Researchers Observe In-the-Wild Exploitation of BeyondTrust CVSS 9.9 Vulnerability
Active exploitation of BeyondTrust enables unauthenticated RCE as CISA adds Apple, Microsoft, SolarWinds, and Notepad++ flaws to KEV list.

GTIG Warns Threat Actors Are Weaponizing Gemini for Target Profiling

Google researchers examined how AI models can be misused by attackers and how defenders can better understand these risks through distillation, experimentation, and integration.
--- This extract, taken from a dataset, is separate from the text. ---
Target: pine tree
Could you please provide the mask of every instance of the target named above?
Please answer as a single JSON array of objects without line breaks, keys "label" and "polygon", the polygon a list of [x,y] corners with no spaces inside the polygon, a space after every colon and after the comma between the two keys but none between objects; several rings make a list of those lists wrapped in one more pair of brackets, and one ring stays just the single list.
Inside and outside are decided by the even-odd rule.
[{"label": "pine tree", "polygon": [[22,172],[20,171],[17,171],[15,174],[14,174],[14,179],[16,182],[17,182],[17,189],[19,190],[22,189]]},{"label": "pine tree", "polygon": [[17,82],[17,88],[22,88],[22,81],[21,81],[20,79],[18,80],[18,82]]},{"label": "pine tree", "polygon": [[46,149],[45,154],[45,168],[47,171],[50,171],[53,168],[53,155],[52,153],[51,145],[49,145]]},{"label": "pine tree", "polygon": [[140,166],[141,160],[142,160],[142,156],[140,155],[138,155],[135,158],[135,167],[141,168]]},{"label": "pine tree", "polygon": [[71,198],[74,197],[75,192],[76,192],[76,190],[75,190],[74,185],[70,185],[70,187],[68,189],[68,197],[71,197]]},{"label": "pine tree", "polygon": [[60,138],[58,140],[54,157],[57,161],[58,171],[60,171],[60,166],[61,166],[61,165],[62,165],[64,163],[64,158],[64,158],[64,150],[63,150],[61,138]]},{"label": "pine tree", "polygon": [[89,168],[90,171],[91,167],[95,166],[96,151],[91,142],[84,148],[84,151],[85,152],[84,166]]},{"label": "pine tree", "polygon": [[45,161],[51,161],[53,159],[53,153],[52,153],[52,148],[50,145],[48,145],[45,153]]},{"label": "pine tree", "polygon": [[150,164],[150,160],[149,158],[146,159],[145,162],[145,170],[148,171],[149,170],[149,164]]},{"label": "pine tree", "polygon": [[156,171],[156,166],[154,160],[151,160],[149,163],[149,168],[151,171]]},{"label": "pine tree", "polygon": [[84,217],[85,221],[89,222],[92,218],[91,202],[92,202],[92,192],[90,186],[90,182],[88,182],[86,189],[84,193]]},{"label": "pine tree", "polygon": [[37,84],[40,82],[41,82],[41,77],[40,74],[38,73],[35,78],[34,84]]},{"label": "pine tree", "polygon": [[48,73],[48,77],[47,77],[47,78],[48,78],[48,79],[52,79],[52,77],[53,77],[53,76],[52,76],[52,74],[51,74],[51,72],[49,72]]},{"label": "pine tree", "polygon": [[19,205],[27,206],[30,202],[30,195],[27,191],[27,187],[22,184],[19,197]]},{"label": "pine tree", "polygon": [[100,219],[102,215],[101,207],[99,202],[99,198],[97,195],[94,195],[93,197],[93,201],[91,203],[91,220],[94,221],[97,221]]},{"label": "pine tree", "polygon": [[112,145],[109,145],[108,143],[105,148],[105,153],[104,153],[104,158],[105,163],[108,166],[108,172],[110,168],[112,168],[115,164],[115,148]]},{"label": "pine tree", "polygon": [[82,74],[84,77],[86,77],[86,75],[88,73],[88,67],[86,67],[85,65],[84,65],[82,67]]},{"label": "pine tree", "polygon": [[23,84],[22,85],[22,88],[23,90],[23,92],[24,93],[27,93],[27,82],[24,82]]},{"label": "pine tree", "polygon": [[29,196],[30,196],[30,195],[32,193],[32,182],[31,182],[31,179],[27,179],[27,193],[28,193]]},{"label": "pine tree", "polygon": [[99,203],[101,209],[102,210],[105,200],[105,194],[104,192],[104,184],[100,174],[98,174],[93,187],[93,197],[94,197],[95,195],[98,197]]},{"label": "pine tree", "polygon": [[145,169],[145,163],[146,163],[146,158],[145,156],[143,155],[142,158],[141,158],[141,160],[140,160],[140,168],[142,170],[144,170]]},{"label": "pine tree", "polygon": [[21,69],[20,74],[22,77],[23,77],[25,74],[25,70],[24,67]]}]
They found that adversaries can use AI to speed up phishing, malware generation, vulnerability discovery, and social engineering, but also that defenders can use the same techniques to stress‑test models, detect misuse patterns, and build safer systems.

Key Takeaways

⚠️ Attackers Utilizing AI: AI helps them write better phishing emails, generate malware variations, and automate reconnaissance.

🛡️ Defenders Must test AI systems: Red‑teaming and controlled experiments reveal weaknesses before adversaries exploit them.

🛡️Model Distillation: By simplifying or replicating models, defenders can safely study adversarial behavior.

⚠️ Integrating AI threat intelligence: Security teams should integrate AI threat intelligence into their workflows, as this helps detect misuse patterns early and strengthen overall resilience.

GTIG AI Threat Tracker: Distillation, Experimentation, and (Continued) Integration of AI for Adversarial Use | Google Cloud Blog
Our report on adversarial misuse of AI highlights model extraction, augmented attacks, and new AI-enabled malware.

Apple Patches CVE-2026-20700 Zero-Day Used in “Extremely Sophisticated” Attacks

Apple released emergency security updates to fix CVE‑2026‑20700, a zero‑day vulnerability in dyld, the Dynamic Link Editor used across iOS, macOS, iPadOS, watchOS, tvOS, and visionOS.

Key Takeaways

⚠️ The flaw is a memory corruption issue that allows an attacker with memory‑write access to execute arbitrary code on affected devices.

❗The memory corruption bug lets an attacker run malicious code if they can write to memory.

🔧 Affected versions: iOS, macOS, iPadOS, watchOS, tvOS, and visionOS required urgent updates.

🌐 Actively exploited: The flaw was actively exploited against high‑value, targeted individuals.

🛡️Mitigation: Patching is the only protection, since attackers were already exploiting the flaw.

Apple fixes zero-day flaw used in ‘extremely sophisticated’ attacks
Apple has released security updates to fix a zero-day vulnerability that was exploited in an “extremely sophisticated attack” targeting specific individuals.